Each dataset row shows:

  • Name --- the dataset identifier (with a hosted badge for hosted datasets)
  • Pass rate --- aggregate pass rate from the most recent experiments
  • Last run --- when the most recent experiment was run
  • Experiments --- total number of experiment runs
  • Cases --- number of test cases in the dataset

Use the All, Hosted, and Local tabs to filter by dataset source. The search bar filters by name.

If you haven't created any datasets yet, the empty state guides you through two paths: creating a hosted dataset in the UI, or running evals from code with pydantic-evals.

Dataset Detail Page

Click a dataset name to open its detail page. The page has tabs for:

  • Experiments --- all evaluation runs against this dataset
  • Cases --- test cases (editable for hosted datasets)
  • Schema --- input, output, and metadata schemas

The header shows the dataset name, experiment count, case count, and aggregate pass rate. Use the Export button to download cases, the Edit button to modify the dataset, or the <> SDK button to view code snippets for working with this dataset programmatically.

If the dataset has no experiments yet, the empty state walks you through the setup: define your schema, add test cases, then run your first experiment from code.

Viewing Experiments

The Experiments tab lists all evaluation runs for the dataset. Each experiment shows results in a grid with inputs, outputs, scores, and assertion results.

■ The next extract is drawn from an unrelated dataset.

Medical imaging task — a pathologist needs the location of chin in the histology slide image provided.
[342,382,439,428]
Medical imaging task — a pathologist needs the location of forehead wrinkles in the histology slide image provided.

Click any experiment row to see detailed results including:

  • Test cases with inputs, expected outputs, and actual outputs
  • Assertion results --- pass/fail status for each evaluator
  • Performance metrics --- duration, token usage, and custom scores
  • Evaluation scores --- detailed scoring from all evaluators

Comparing Experiments

To compare multiple runs side by side:

  1. Select experiments from the list using the checkboxes
  2. Click Compare
  3. View side-by-side results for the same test cases

The comparison view highlights differences in outputs, score variations, performance changes, and regressions between runs.

Integration with Traces

Every evaluation experiment generates detailed OpenTelemetry traces that appear in Logfire:

  • Experiment span --- root span containing all evaluation metadata
  • Case execution spans --- individual test case runs with full context
  • Task function spans --- detailed tracing of your AI system under test
  • Evaluator spans --- scoring and assessment execution details

Navigate from experiment results to full trace details using the span links.